Great news for the American offshore wind sector. President Obama has made the Atlantic Coast available, for the first time ever, to offshore wind developers.
The Department of the Interior intends to offer almost 278,000 acres up for leases in early 2013; the areas covered lie off the shores of Rhode Island, Massachusetts, and Virginia.
From the Guardian:
“Wind energy along the Atlantic holds enormous potential, and today we are moving closer to tapping into this massive domestic energy resource to create jobs, increase our energy security and strengthen our nation’s competitiveness in this new energy frontier,” the interior secretary, Ken Salazar, said in a statement.
Although a number of wind farms have been built recently across the continental U.S., none have been completed offshore. The industry is now wary to proceed with more farms since production tax credits are set to expire at the end of the year, and so far there has been no move to renew them.
The Atlantic Coast holds enough wind potential to power around 1.4 million households.

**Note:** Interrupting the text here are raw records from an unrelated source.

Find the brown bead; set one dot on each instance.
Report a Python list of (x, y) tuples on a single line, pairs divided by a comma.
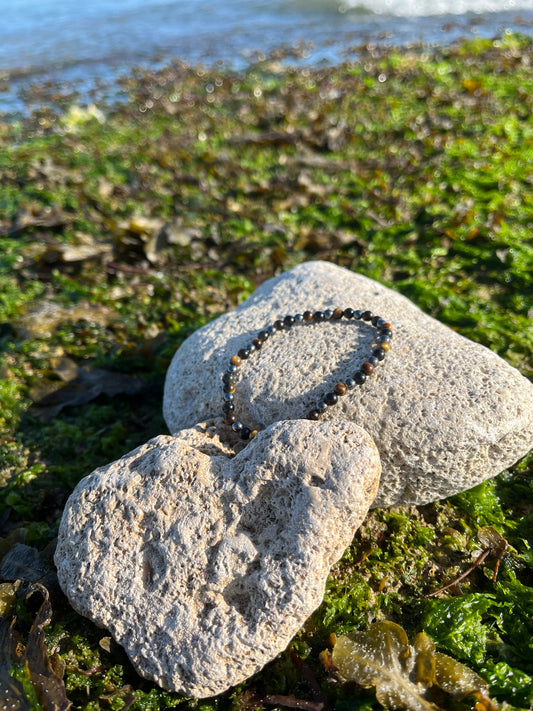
[(367, 368)]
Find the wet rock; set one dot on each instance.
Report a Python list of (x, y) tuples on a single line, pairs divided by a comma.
[(203, 563), (445, 413)]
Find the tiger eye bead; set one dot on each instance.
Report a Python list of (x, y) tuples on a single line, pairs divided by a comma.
[(340, 389), (367, 368), (331, 398)]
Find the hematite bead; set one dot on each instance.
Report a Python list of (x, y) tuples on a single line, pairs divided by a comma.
[(331, 398), (340, 389), (288, 321), (367, 368)]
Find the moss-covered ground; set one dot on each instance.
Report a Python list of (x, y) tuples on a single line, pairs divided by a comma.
[(126, 227)]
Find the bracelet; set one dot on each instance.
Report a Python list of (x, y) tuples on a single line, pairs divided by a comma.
[(379, 350)]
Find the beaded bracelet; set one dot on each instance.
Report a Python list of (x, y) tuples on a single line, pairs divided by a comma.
[(380, 348)]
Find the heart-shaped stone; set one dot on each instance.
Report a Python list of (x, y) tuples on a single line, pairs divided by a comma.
[(203, 564), (444, 412)]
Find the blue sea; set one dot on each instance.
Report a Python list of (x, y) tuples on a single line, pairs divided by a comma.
[(85, 43)]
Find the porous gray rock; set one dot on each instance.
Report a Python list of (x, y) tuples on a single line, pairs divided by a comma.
[(204, 563), (445, 413)]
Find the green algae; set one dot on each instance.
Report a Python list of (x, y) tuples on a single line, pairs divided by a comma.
[(411, 167)]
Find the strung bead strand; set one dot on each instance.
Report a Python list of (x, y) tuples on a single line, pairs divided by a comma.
[(380, 348)]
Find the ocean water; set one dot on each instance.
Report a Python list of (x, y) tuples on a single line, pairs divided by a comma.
[(80, 44)]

The Cape Wind project in Nantucket Sound—the first offshore proposal in the U.S.—faced stiff opposition when it was announced. The project would feature 130 turbines, and it is expected to begin operations by the end of 2015. Still, that’s after fifteen years of legal turmoil.
As the Guardian reports, the new proposed areas off Rhode Island and Massachusetts are about 10 miles offshore; the Virginia proposal is around 23 nautical miles off southern Virginia.